Iulia Cioroianu is a Lecturer in the Department of Politics, Languages and International Studies at University of Bath, and an affiliate of the Institute for Policy Research and the ART-AI Centre for Doctoral Training. Iulia is a computational social scientist who studies the effects of social media and online information exposure on political competition and polarization using natural language processing and quantitative text analysis, machine learning and survey experiments. She holds a Ph.D. in Political Science from New York University and an M.A. from Central European University. Before joining the University of Bath, she was a research fellow in the Q-Step Centre for Quantitative Social Sciences at the University of Exeter, and a teaching fellow in the LSE Department of Methodology.
Our world is increasingly being recorded as digital text, capturing human knowledge and interactions to an unprecedented level and providing a rich source of data for researchers across different academic disciplines and subjects. Consequently, computational text analysis methods and tools are becoming increasingly popular and starting to make their way into the core research methods curriculum.
This course is designed to provide social science researchers an entry point to computational text analysis. Participants will gain hands-on experience designing and implementing a quantitative text analysis research project and will learn to discuss, evaluate and interpret the results. Each class consists of a 2-hours lecture followed by a 1.5 hours lab in which participants apply the methods covered in the lecture.

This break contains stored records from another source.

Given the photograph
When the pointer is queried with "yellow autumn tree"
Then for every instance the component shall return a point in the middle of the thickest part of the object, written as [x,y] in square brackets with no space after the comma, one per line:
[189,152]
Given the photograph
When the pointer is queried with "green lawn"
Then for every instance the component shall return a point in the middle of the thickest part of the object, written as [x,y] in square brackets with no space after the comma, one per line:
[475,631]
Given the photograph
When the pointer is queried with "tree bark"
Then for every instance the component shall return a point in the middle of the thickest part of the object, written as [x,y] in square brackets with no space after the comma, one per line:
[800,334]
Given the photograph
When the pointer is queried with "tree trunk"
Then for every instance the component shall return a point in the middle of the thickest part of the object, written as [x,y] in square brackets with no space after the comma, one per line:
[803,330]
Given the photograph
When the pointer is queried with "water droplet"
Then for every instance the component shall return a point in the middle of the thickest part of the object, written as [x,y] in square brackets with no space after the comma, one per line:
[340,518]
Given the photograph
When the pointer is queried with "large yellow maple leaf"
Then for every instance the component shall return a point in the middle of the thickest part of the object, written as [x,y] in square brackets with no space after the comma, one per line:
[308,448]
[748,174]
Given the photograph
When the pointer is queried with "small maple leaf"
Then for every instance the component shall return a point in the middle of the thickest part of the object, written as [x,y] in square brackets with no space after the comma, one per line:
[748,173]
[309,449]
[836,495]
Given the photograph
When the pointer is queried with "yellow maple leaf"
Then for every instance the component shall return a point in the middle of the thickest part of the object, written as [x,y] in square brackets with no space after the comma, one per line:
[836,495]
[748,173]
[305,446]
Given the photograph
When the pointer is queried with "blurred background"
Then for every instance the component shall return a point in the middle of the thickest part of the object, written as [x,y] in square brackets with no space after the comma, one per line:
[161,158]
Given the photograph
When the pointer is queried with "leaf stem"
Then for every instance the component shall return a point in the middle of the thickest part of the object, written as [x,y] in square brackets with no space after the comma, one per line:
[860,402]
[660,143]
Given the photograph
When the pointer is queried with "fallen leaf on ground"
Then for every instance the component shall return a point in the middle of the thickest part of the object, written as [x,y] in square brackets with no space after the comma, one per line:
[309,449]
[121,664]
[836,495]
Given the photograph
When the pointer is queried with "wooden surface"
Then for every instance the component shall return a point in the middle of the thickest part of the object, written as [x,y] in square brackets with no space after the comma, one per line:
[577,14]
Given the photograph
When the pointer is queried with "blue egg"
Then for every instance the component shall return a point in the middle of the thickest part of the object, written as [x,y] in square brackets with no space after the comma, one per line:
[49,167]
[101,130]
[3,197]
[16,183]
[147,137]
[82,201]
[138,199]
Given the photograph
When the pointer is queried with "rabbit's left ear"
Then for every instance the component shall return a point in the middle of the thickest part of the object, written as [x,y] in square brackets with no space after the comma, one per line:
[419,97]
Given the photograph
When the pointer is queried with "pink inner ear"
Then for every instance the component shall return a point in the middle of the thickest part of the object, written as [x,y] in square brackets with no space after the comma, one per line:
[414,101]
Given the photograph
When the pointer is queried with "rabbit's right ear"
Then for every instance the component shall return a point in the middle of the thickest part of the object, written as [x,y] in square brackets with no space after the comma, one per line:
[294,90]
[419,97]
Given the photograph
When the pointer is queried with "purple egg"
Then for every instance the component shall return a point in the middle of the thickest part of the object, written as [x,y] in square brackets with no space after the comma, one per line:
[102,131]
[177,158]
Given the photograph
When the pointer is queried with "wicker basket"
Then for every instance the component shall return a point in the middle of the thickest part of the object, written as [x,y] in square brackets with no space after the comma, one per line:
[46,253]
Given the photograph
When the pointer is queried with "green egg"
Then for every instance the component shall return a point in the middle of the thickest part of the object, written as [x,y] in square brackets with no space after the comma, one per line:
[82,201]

We will start with an overview of computational text analysis methods and discuss examples of their application across multiple disciplines and research fields. We will then survey the main ways in which text data can be acquired and present several major online text data sources.
The first steps in a text analysis research project – covering imputing, importing, manipulating and storing text data under different formats, as well as cleaning and processing it – often prove to be the most challenging for beginners. After addressing this initial set of issues we will study: the main ways in which text data can be turned into numbers; descriptive methods such as frequency tables and word clouds; automated dictionary methods (such as those developed to extract different emotions from text); text comparison methods (which are often used to study the diffusion and evolution of laws, policies and ideas); and text scaling methods (such as those used by political scientists to map the positions of political actors in the ideological space).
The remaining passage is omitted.